«ado.justice.gouv»

Zineb El Ghzaoui a accordé un entretien à un site d’actualité dans lequel elle essaye d’expliquer ce que c’est que le MALI (Mouvement alternatif pour les libertés individuelles). Pour rappel, Mlle El Ghzaoui est une jeune journaliste – qui ne fait plus partie de l’équipe du Journal Hebdomadaire, selon des précisions à maintes fois répétées par le directeur de ce dernier – qui s’est réveillée un beau matin du mois de Ramadan dernier et a décidé de sortir manger en public en compagnie de quelques amis à elle. Interpellés par la police, elle et ses co-dé-jeûneurs ont été entendus puis relaxés. En principe, l’affaire devait s’arrêter là puisque la société toute entière, islamistes radicaux compris, a conclu que cet acte relevait de l’impulsivité de jeunes en quête d’identité. Attitude normale à un certain âge et, donc, pardonnable.
Mais, la jeune cyber-militante ne veut pas se faire oublier. Elle accorde des entretiens dans lesquels elle ne révèle qu’une seule chose : sa naïveté intellectuelle. «Les «dé-jeûneurs» sont probablement une minorité au Maroc, mais je pense qu’une grande majorité de citoyens est contre des articles de loi liberticides comme le 222», ose-t-elle affirmer. «Probablement» ? Comment peut-elle avoir le minimum de doute sur le fait que les jeûneurs au Maroc sont la majorité écrasante et que les dé-jeûneurs sont une minorité insignifiante ? Et comment peut-elle être sûre que la majorité des citoyens serait contre l’article 222 ? On se demanderait alors pourquoi l’interpellation des cyber-militants du MALI, qui se cachent derrière des nicknames et une page sur facebook, n’a pas provoqué une marche colossale de protestation en plein centre de Casablanca.

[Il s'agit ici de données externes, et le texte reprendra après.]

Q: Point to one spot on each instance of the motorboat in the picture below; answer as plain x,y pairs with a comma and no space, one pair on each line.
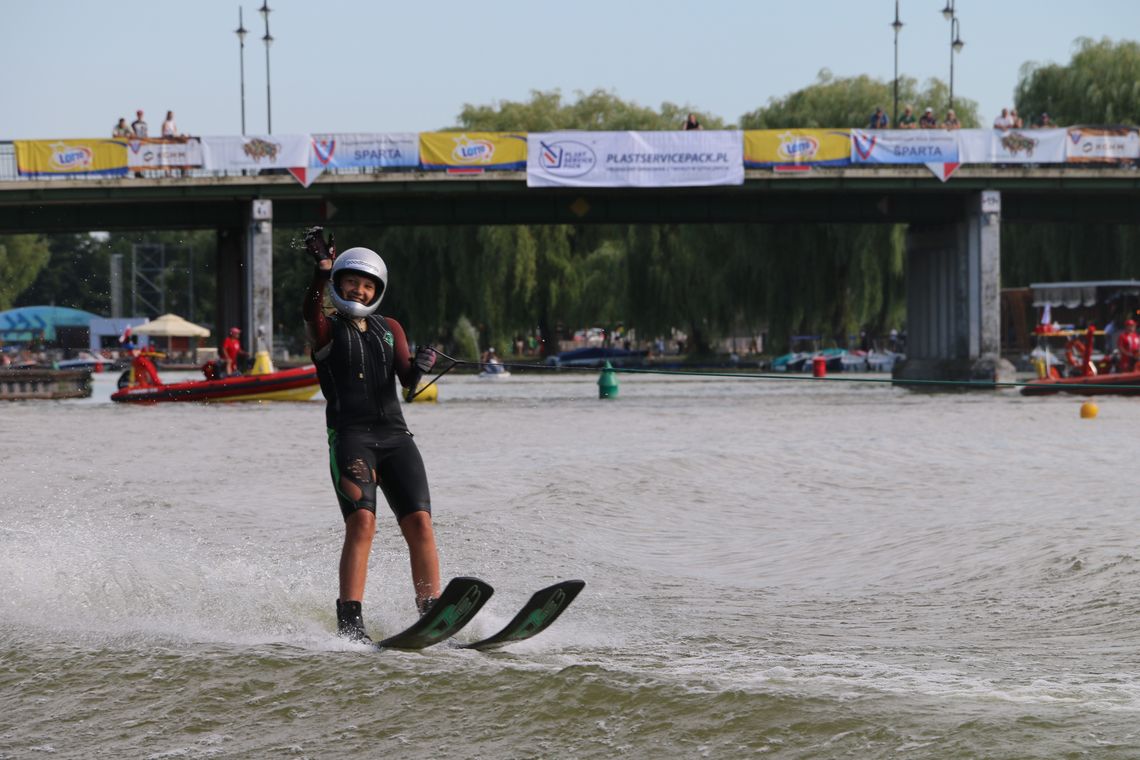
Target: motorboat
1108,384
596,357
261,384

Sur les autres aspects de l’entretien, nul besoin de faire un commentaire. Il est préférable d’orienter Mlle. El Ghzaoui vers une page web que le gouvernement français a créée pour permettre aux adolescents de mieux comprendre les droits de l’Homme. Ce site (www.ado.justice.gouv.fr) apprend aux adolescents français que : «Les libertés sont reconnues à tous, mais leur usage ne peut être illimité. L’exercice d’une liberté ne doit pas porter atteinte à la liberté des autres, à la dignité de la personne, à la santé et à l’ordre public. Ainsi, on a prévu des limites à l’exercice des libertés, et la loi prévoit des sanctions en cas d’abus de ces droits à la liberté : La liberté, ce n’est pas la liberté de faire n’importe quoi n’importe où». Voilà un texte qui peut enrichir les connaissances de certains membres du MALI.